Nafta odradza paliwową fuzję
Połączenie PKN Orlen i Grupy Lotos byłoby dobre dla Orlenu, ale fatalne dla rynku. Wpłynęłoby źle na jego konkurencyjność oraz ceny paliw - informuje "Puls Biznesu".
Dziennik przedstawia wnioski, jakie płyną z ostatnich dokumentów Nafty Polskiej.
Gazeta przypomina, że Nafta Polska, rządowa agencja do spraw restrukturyzacji i prywatyzacji sektorów naftowego i chemicznego ma zostać rozwiązana. Na przełomie stycznia i lutego zdążyła jeszcze przesłać do resortu skarbu analizę kierunków rozwoju krajowego rynku paliwowego. W opinii Nafty Polskiej mogłaby się stać ona podstawą do przygotowania nowej strategii dla sektora. Kluczowe miejsca zajęła tu m.in. analiza wzajemnych relacji między dwiema największymi krajowymi spółkami paliwowymi PKN Orlen i Grupy Lotos.
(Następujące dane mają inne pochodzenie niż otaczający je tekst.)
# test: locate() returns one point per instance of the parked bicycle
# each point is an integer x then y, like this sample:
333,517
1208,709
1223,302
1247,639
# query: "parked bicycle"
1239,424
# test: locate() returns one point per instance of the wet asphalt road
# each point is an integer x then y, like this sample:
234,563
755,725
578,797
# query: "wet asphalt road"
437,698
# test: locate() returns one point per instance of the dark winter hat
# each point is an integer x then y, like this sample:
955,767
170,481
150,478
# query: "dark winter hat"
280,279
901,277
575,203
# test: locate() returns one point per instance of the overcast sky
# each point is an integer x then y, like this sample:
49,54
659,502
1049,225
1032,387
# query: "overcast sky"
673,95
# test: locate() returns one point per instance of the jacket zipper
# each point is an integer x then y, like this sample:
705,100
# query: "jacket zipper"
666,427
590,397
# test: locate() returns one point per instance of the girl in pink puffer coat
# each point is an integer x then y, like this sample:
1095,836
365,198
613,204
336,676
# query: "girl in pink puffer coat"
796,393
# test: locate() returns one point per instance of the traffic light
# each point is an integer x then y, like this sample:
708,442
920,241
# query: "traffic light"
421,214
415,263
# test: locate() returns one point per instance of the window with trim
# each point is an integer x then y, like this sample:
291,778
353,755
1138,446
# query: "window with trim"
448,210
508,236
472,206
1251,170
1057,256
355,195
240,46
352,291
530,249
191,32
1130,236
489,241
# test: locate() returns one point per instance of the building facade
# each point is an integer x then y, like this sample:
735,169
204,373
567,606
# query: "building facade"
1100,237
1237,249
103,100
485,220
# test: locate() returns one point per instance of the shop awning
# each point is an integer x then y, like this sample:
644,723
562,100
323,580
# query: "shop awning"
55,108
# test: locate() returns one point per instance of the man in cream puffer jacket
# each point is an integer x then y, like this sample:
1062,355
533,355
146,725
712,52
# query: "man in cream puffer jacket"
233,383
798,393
"Wskazujemy na plusy i minusy konsolidacji obu firm. W uproszczeniu można powiedzieć, że największym beneficjentem połącznia obu spółek byłby Orlen. Ale dla konkurencyjności rynku i cen paliw połączenie niosłoby spore zagrożenia" - mówi jeden z menedżerów Nafty Polskiej.
Rzecznik resortu skarbu państwa Marcin Mazurek zapewnia na łamach "Pulsu Biznesu", że ministerstwo będzie analizować wnioski autorów raportu.